Posted on Oct 15 2013 - 10:08pm by Guest Writer

by Nick Barene, Sports Writer

It’s not real life, just fantasy — fantasy football that is. Fantasy football is a virtual competition that allows participants to pick players from around the National Football League and use them to compete with one another.

Each team is made up of one quarterback, two running backs, two wide receivers, one tight end, one flex player, one team’s defensive or special teams unit and one kicker. The flex player is defined as a running back, a wide receiver or a tight end.

The value of a player is determined by how well he performs in each game, and depending on how well he plays, he earns a certain amount of points. For example, this weekend, Peyton Manning of the Denver Broncos threw for 414 yards, four touchdowns and one interception against the Dallas Cowboys.
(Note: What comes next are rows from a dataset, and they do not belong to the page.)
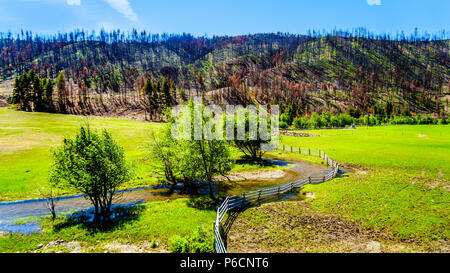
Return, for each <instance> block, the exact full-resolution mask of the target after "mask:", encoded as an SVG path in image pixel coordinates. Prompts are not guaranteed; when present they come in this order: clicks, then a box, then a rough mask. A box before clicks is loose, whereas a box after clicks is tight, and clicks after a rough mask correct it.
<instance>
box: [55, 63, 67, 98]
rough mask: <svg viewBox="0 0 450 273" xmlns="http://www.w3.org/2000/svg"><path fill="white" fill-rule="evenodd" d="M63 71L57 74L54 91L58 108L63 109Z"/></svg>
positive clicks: (63, 84)
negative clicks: (56, 92) (56, 93)
mask: <svg viewBox="0 0 450 273" xmlns="http://www.w3.org/2000/svg"><path fill="white" fill-rule="evenodd" d="M64 74H65V73H64V70H62V71H60V72H59V75H58V77H57V78H56V90H57V92H58V104H59V106H60V107H64V105H65V102H66V90H67V89H66V76H64Z"/></svg>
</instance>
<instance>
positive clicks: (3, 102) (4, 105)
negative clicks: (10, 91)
mask: <svg viewBox="0 0 450 273" xmlns="http://www.w3.org/2000/svg"><path fill="white" fill-rule="evenodd" d="M8 106H10V104H9V103H8V98H7V97H6V96H0V107H8Z"/></svg>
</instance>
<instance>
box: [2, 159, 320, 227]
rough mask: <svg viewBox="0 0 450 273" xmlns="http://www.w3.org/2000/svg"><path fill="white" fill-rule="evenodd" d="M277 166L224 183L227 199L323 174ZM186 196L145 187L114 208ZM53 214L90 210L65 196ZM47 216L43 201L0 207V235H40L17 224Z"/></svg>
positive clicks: (293, 166) (138, 189) (187, 197)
He earned 1 point for every 25 passing yards, four points for each touchdown, and -2 points for his interception. This gave him a total of 36 fantasy points, which is a lot.

Different positions and point values for certain statistics can be altered to suit the players in the league. Typically, there are eight to 10 people participating in the league, although there are larger and smaller leagues.

The attraction of setting all-star lineups each week but never actually getting to see your team play against another team lies in the experience you gain through management. The participant takes over the role of general manager, picking and choosing players, setting the most effective lineup, going over stats and, most importantly, reviewing match-ups.

Match-ups are key to fantasy football success. For instance, if your quarterback is playing against a team with a stingy pass defense, you may want to swap him out for your backup quarterback who is playing a weaker team.

Another challenge that comes with fantasy football is depth. This is particularly an issue in leagues with many people, because the players who consistently put up gaudy fantasy numbers will be spread thin.

This leaves managers constantly searching for the player who may not necessarily be a consistent point earner, but who is matched up with a weak opponent and has a chance to earn big points. It is also important to have depth in the event that you would like to trade for a different player, one of your players gets injured and cannot play or when one your players has a bye week and won’t be earning any points.

For someone who is not familiar with players around the NFL, fantasy football is a good way to stay updated on how players and teams league-wide are faring. Fantasy football is the ultimate game for casual fans and sports nerds alike.

The quest to be at the top of your league is a long and arduous process, but those who skillfully manage their teams will find themselves basking in the glory of a fantasy championship.